Editorial: Fix core first for Gogo's sake
For much of her (rapidly expiring) term, public protector Thuli Madonsela has talked about the overdue government pension money or the unobtainable identity document as the bread-and-butter issues that her office prioritises. There is little doubt that Madonsela knows her business, yet in this instance we fundamentally disagree with her.
What Madonsela calls “the Gogo Dlamini cases” must be solved, and the underlying structural issues standing between Gogo Dlamini and her pension must be addressed. But in the long run, the kind of country in which a private presidential home is upgraded with state funds will not have the money to pay Gogo Dlamini’s pension, no matter how efficient the pension system is.
When a party misuses state resources for its own political gain and is not even reprimanded, then at stake is the very democracy that is supposed to improve Gogo Dlamini’s life.
Whether she has an ID or not will make very little difference.
The big issues matter. And it doesn’t get much bigger than state capture.

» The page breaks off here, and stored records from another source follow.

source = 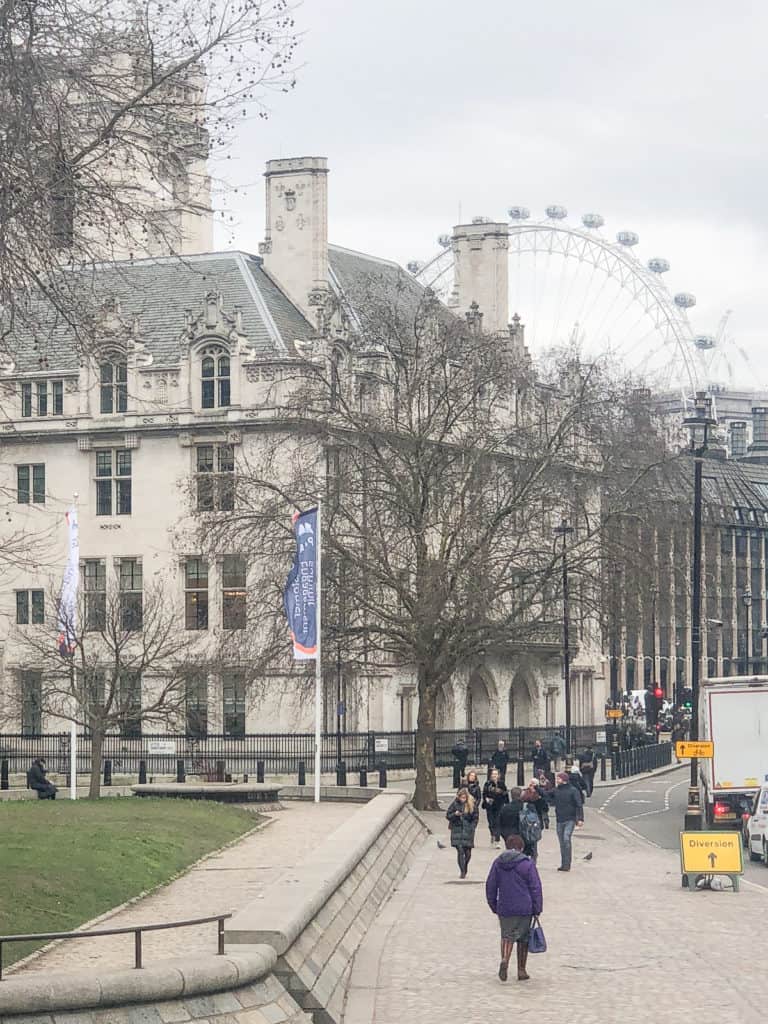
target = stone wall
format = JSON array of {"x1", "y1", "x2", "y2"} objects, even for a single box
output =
[{"x1": 225, "y1": 793, "x2": 427, "y2": 1024}]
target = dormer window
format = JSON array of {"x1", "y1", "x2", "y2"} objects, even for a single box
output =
[
  {"x1": 98, "y1": 361, "x2": 128, "y2": 414},
  {"x1": 200, "y1": 348, "x2": 229, "y2": 409}
]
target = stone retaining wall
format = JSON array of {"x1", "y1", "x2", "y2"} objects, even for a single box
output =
[{"x1": 225, "y1": 793, "x2": 427, "y2": 1024}]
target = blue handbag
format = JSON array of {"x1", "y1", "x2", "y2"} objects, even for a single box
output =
[{"x1": 528, "y1": 916, "x2": 547, "y2": 953}]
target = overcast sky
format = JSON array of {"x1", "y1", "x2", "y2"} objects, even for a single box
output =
[{"x1": 218, "y1": 0, "x2": 768, "y2": 384}]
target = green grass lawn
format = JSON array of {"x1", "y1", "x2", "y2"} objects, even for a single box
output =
[{"x1": 0, "y1": 797, "x2": 258, "y2": 965}]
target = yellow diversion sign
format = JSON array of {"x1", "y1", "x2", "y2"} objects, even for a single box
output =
[
  {"x1": 675, "y1": 739, "x2": 715, "y2": 758},
  {"x1": 680, "y1": 831, "x2": 744, "y2": 874}
]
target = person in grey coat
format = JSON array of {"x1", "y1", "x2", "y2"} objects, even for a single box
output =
[{"x1": 445, "y1": 786, "x2": 478, "y2": 879}]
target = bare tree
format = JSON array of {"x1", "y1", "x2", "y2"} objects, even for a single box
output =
[
  {"x1": 0, "y1": 0, "x2": 296, "y2": 358},
  {"x1": 193, "y1": 280, "x2": 679, "y2": 809},
  {"x1": 5, "y1": 579, "x2": 206, "y2": 798}
]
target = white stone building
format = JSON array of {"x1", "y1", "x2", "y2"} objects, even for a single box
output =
[{"x1": 0, "y1": 158, "x2": 607, "y2": 734}]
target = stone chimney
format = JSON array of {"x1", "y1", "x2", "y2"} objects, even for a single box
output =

As Parliament had no incentive whatsoever to deal with Nkandla, so the ANC had no incentive to deal with allegations that the Gupta family was in effect controlling its top leaders. Just as state-bought food parcels being handed out at an ANC event may not quite constitute a criminal act, a president taking advice from businesspeople on Cabinet appointments may not constitute corruption – even if the increasingly executive-minded police were to investigate the same.

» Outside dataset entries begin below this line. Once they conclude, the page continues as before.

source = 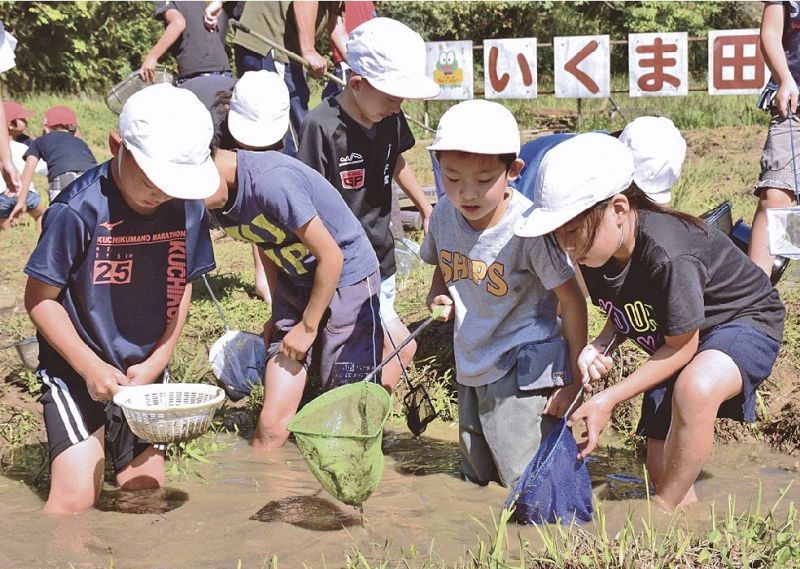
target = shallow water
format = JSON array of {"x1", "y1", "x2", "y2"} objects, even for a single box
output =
[{"x1": 0, "y1": 424, "x2": 800, "y2": 569}]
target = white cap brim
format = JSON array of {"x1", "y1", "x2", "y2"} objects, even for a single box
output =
[
  {"x1": 368, "y1": 74, "x2": 441, "y2": 99},
  {"x1": 228, "y1": 109, "x2": 289, "y2": 148},
  {"x1": 130, "y1": 146, "x2": 220, "y2": 200}
]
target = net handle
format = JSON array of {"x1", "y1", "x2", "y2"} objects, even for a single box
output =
[
  {"x1": 564, "y1": 332, "x2": 627, "y2": 418},
  {"x1": 786, "y1": 101, "x2": 800, "y2": 205},
  {"x1": 364, "y1": 305, "x2": 445, "y2": 381}
]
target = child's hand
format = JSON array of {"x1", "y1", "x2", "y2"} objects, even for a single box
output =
[
  {"x1": 281, "y1": 322, "x2": 317, "y2": 362},
  {"x1": 567, "y1": 391, "x2": 614, "y2": 460},
  {"x1": 428, "y1": 294, "x2": 453, "y2": 322},
  {"x1": 578, "y1": 344, "x2": 614, "y2": 385},
  {"x1": 125, "y1": 360, "x2": 164, "y2": 385},
  {"x1": 542, "y1": 382, "x2": 581, "y2": 417},
  {"x1": 84, "y1": 360, "x2": 129, "y2": 401}
]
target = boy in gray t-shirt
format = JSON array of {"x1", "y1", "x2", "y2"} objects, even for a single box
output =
[{"x1": 421, "y1": 100, "x2": 587, "y2": 486}]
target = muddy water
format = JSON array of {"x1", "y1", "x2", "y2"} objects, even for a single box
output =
[{"x1": 0, "y1": 425, "x2": 800, "y2": 569}]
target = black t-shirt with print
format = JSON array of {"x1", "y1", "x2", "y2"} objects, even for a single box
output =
[
  {"x1": 581, "y1": 210, "x2": 784, "y2": 354},
  {"x1": 297, "y1": 97, "x2": 415, "y2": 278}
]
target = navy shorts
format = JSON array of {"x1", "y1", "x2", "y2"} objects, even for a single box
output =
[
  {"x1": 636, "y1": 322, "x2": 781, "y2": 440},
  {"x1": 267, "y1": 271, "x2": 383, "y2": 390},
  {"x1": 36, "y1": 369, "x2": 166, "y2": 473},
  {"x1": 0, "y1": 190, "x2": 42, "y2": 219}
]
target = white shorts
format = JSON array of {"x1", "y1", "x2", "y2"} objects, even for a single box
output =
[{"x1": 380, "y1": 275, "x2": 400, "y2": 324}]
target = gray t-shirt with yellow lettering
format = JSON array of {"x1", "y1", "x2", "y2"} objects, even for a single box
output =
[{"x1": 420, "y1": 190, "x2": 575, "y2": 386}]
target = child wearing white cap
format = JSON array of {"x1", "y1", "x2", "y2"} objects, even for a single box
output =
[
  {"x1": 420, "y1": 100, "x2": 587, "y2": 486},
  {"x1": 211, "y1": 69, "x2": 289, "y2": 304},
  {"x1": 297, "y1": 18, "x2": 439, "y2": 390},
  {"x1": 25, "y1": 84, "x2": 219, "y2": 515},
  {"x1": 206, "y1": 140, "x2": 383, "y2": 450},
  {"x1": 517, "y1": 133, "x2": 784, "y2": 510}
]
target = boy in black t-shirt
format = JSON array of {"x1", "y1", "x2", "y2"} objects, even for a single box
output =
[
  {"x1": 297, "y1": 18, "x2": 439, "y2": 390},
  {"x1": 25, "y1": 84, "x2": 220, "y2": 515},
  {"x1": 11, "y1": 105, "x2": 97, "y2": 215}
]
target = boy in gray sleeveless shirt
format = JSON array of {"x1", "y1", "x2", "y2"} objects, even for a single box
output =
[{"x1": 421, "y1": 100, "x2": 587, "y2": 486}]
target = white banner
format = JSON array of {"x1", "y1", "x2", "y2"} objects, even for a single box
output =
[
  {"x1": 708, "y1": 28, "x2": 769, "y2": 95},
  {"x1": 483, "y1": 38, "x2": 537, "y2": 99},
  {"x1": 553, "y1": 36, "x2": 611, "y2": 99},
  {"x1": 628, "y1": 32, "x2": 689, "y2": 97},
  {"x1": 425, "y1": 41, "x2": 473, "y2": 100}
]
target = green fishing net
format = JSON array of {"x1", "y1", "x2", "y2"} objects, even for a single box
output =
[{"x1": 287, "y1": 381, "x2": 391, "y2": 506}]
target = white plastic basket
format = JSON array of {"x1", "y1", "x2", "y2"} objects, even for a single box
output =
[{"x1": 114, "y1": 383, "x2": 225, "y2": 444}]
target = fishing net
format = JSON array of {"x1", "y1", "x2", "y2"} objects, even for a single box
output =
[
  {"x1": 208, "y1": 330, "x2": 267, "y2": 401},
  {"x1": 287, "y1": 381, "x2": 391, "y2": 506},
  {"x1": 505, "y1": 419, "x2": 593, "y2": 524}
]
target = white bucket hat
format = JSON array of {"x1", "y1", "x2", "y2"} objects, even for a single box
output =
[
  {"x1": 119, "y1": 83, "x2": 220, "y2": 200},
  {"x1": 516, "y1": 132, "x2": 633, "y2": 237},
  {"x1": 619, "y1": 117, "x2": 686, "y2": 204},
  {"x1": 228, "y1": 70, "x2": 289, "y2": 148},
  {"x1": 347, "y1": 18, "x2": 440, "y2": 99},
  {"x1": 428, "y1": 99, "x2": 519, "y2": 154}
]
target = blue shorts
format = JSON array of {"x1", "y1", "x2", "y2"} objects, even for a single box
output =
[
  {"x1": 636, "y1": 322, "x2": 781, "y2": 440},
  {"x1": 0, "y1": 190, "x2": 42, "y2": 219}
]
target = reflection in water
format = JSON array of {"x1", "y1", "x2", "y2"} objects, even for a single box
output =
[
  {"x1": 250, "y1": 496, "x2": 363, "y2": 531},
  {"x1": 97, "y1": 488, "x2": 189, "y2": 514},
  {"x1": 383, "y1": 432, "x2": 461, "y2": 478}
]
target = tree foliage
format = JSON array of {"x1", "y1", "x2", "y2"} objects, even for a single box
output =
[{"x1": 0, "y1": 0, "x2": 760, "y2": 94}]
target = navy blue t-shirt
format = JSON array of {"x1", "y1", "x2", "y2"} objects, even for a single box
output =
[
  {"x1": 213, "y1": 150, "x2": 378, "y2": 287},
  {"x1": 23, "y1": 130, "x2": 97, "y2": 182},
  {"x1": 25, "y1": 162, "x2": 214, "y2": 378}
]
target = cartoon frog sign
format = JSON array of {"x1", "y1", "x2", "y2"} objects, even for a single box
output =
[{"x1": 433, "y1": 49, "x2": 464, "y2": 87}]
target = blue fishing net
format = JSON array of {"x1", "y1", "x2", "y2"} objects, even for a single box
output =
[{"x1": 505, "y1": 419, "x2": 593, "y2": 524}]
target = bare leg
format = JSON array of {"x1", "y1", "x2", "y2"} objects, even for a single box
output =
[
  {"x1": 381, "y1": 318, "x2": 417, "y2": 393},
  {"x1": 43, "y1": 427, "x2": 105, "y2": 516},
  {"x1": 748, "y1": 188, "x2": 794, "y2": 277},
  {"x1": 648, "y1": 350, "x2": 742, "y2": 510},
  {"x1": 117, "y1": 447, "x2": 166, "y2": 490},
  {"x1": 252, "y1": 354, "x2": 307, "y2": 450}
]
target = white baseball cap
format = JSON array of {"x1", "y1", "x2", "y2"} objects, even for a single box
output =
[
  {"x1": 347, "y1": 18, "x2": 440, "y2": 99},
  {"x1": 428, "y1": 99, "x2": 519, "y2": 154},
  {"x1": 515, "y1": 132, "x2": 633, "y2": 237},
  {"x1": 619, "y1": 117, "x2": 686, "y2": 204},
  {"x1": 228, "y1": 70, "x2": 289, "y2": 148},
  {"x1": 119, "y1": 83, "x2": 220, "y2": 200}
]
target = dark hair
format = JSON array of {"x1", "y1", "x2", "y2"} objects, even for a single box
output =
[
  {"x1": 574, "y1": 183, "x2": 708, "y2": 259},
  {"x1": 434, "y1": 150, "x2": 517, "y2": 173}
]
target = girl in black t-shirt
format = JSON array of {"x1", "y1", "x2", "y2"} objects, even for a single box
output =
[{"x1": 518, "y1": 133, "x2": 784, "y2": 510}]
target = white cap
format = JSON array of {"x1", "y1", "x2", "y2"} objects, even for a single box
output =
[
  {"x1": 119, "y1": 83, "x2": 220, "y2": 200},
  {"x1": 0, "y1": 22, "x2": 17, "y2": 72},
  {"x1": 516, "y1": 132, "x2": 633, "y2": 237},
  {"x1": 347, "y1": 18, "x2": 440, "y2": 99},
  {"x1": 428, "y1": 99, "x2": 519, "y2": 154},
  {"x1": 228, "y1": 70, "x2": 289, "y2": 148},
  {"x1": 619, "y1": 117, "x2": 686, "y2": 204}
]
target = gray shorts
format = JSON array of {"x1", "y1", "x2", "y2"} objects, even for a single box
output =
[
  {"x1": 458, "y1": 366, "x2": 559, "y2": 487},
  {"x1": 267, "y1": 271, "x2": 383, "y2": 390},
  {"x1": 753, "y1": 107, "x2": 800, "y2": 199}
]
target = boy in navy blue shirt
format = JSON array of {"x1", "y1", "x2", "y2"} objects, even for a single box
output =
[
  {"x1": 297, "y1": 18, "x2": 439, "y2": 391},
  {"x1": 11, "y1": 105, "x2": 97, "y2": 215},
  {"x1": 25, "y1": 84, "x2": 219, "y2": 515}
]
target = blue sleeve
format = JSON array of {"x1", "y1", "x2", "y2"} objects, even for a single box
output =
[
  {"x1": 257, "y1": 167, "x2": 318, "y2": 233},
  {"x1": 22, "y1": 138, "x2": 42, "y2": 160},
  {"x1": 186, "y1": 200, "x2": 216, "y2": 282},
  {"x1": 25, "y1": 202, "x2": 91, "y2": 288}
]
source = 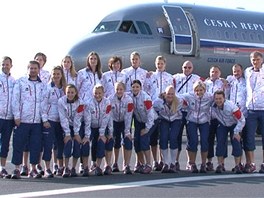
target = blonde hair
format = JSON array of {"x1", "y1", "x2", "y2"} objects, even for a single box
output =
[
  {"x1": 66, "y1": 84, "x2": 79, "y2": 102},
  {"x1": 193, "y1": 80, "x2": 206, "y2": 91},
  {"x1": 155, "y1": 55, "x2": 166, "y2": 63},
  {"x1": 165, "y1": 85, "x2": 179, "y2": 113},
  {"x1": 115, "y1": 82, "x2": 126, "y2": 90},
  {"x1": 93, "y1": 84, "x2": 104, "y2": 93}
]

If one family has had undue, damaging influence on everything from policy decisions to the composition of the boards of state-owned enterprises, then the public protector is the body we must look to for action.

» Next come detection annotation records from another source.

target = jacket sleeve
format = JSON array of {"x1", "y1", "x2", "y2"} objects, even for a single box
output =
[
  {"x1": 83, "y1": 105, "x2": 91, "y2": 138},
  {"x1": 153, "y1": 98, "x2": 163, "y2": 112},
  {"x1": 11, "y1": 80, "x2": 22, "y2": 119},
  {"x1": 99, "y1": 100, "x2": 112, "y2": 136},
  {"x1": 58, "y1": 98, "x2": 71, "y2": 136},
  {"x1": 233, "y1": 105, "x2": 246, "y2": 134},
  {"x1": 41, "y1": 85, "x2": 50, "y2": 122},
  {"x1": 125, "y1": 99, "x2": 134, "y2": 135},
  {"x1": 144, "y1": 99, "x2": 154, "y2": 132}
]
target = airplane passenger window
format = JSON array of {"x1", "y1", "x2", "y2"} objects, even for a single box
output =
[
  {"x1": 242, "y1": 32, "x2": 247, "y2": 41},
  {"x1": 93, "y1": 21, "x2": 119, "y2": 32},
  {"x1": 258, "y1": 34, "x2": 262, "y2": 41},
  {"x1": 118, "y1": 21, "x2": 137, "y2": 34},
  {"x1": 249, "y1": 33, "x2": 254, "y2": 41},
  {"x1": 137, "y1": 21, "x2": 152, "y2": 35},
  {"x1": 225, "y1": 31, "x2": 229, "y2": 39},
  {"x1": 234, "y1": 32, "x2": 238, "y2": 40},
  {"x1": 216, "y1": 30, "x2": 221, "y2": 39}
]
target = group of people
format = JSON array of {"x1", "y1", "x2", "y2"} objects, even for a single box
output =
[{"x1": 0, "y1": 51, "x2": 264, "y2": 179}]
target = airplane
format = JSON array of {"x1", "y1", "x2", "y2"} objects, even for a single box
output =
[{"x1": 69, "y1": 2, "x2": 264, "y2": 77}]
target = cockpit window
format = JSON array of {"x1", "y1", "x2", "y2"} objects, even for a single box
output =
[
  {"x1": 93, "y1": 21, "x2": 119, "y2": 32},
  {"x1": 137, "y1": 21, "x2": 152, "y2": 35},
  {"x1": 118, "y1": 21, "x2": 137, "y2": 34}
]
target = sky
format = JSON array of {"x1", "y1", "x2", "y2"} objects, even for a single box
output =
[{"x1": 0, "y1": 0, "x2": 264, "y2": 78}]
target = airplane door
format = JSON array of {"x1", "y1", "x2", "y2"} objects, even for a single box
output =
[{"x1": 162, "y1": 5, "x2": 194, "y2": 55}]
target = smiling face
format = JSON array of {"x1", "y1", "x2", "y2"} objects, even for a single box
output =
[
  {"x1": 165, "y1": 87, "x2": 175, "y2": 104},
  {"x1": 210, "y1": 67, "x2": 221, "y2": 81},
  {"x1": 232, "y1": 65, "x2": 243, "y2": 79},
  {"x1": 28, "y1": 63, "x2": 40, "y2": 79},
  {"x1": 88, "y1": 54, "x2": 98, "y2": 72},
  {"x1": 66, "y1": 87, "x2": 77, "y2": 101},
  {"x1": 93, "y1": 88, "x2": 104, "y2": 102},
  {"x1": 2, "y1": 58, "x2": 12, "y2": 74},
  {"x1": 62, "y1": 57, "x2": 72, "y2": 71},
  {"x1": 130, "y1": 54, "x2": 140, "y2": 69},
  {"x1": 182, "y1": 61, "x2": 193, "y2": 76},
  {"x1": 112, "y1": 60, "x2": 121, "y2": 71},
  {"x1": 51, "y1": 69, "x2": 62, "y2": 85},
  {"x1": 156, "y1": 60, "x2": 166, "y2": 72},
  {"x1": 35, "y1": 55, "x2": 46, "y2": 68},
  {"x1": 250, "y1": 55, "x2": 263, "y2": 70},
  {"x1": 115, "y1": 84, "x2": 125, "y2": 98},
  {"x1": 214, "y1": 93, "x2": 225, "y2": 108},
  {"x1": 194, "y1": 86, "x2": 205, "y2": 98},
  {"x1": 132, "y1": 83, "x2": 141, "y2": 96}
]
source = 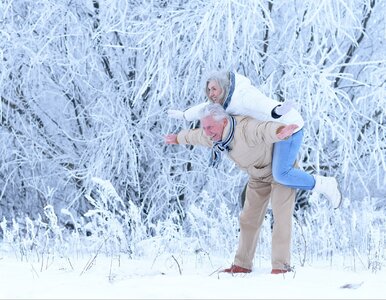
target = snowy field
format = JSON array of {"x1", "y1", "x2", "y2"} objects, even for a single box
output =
[{"x1": 0, "y1": 255, "x2": 386, "y2": 299}]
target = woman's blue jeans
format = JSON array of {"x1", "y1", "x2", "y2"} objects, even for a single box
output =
[{"x1": 272, "y1": 129, "x2": 315, "y2": 190}]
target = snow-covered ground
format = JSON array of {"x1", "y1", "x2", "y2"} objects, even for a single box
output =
[{"x1": 0, "y1": 254, "x2": 386, "y2": 299}]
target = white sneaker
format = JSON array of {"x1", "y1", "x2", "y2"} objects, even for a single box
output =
[{"x1": 313, "y1": 175, "x2": 342, "y2": 209}]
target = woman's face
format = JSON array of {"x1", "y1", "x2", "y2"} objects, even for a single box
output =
[{"x1": 207, "y1": 80, "x2": 224, "y2": 105}]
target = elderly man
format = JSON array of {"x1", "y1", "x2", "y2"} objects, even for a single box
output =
[{"x1": 165, "y1": 104, "x2": 298, "y2": 274}]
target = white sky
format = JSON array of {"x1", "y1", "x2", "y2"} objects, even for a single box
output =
[{"x1": 0, "y1": 254, "x2": 386, "y2": 299}]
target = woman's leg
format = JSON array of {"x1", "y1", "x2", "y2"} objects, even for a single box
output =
[{"x1": 272, "y1": 129, "x2": 315, "y2": 190}]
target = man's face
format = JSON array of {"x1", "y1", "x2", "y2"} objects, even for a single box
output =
[
  {"x1": 201, "y1": 116, "x2": 228, "y2": 142},
  {"x1": 207, "y1": 80, "x2": 224, "y2": 104}
]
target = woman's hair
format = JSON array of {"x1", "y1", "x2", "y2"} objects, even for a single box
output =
[
  {"x1": 205, "y1": 71, "x2": 230, "y2": 101},
  {"x1": 199, "y1": 103, "x2": 229, "y2": 121}
]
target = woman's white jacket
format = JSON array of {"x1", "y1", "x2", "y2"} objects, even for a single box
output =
[{"x1": 184, "y1": 72, "x2": 304, "y2": 132}]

So Madonsela’s confirmation this week that she has requested the budget needed to investigate allegations of state capture comes as something of a relief.
We hope that Madonsela’s successor will share many of her attributes: her fearlessness in speaking truth to power, her ability to stay the course in the face of serious attempts at political bullying and her focus on the long-term greater good rather than expediency.
If it were ever to come down to a choice, however, we hope the next public protector will prioritise the investigation of alleged state capture over the day-to-day failures and excesses of the state, and so help to fix it from the core outward.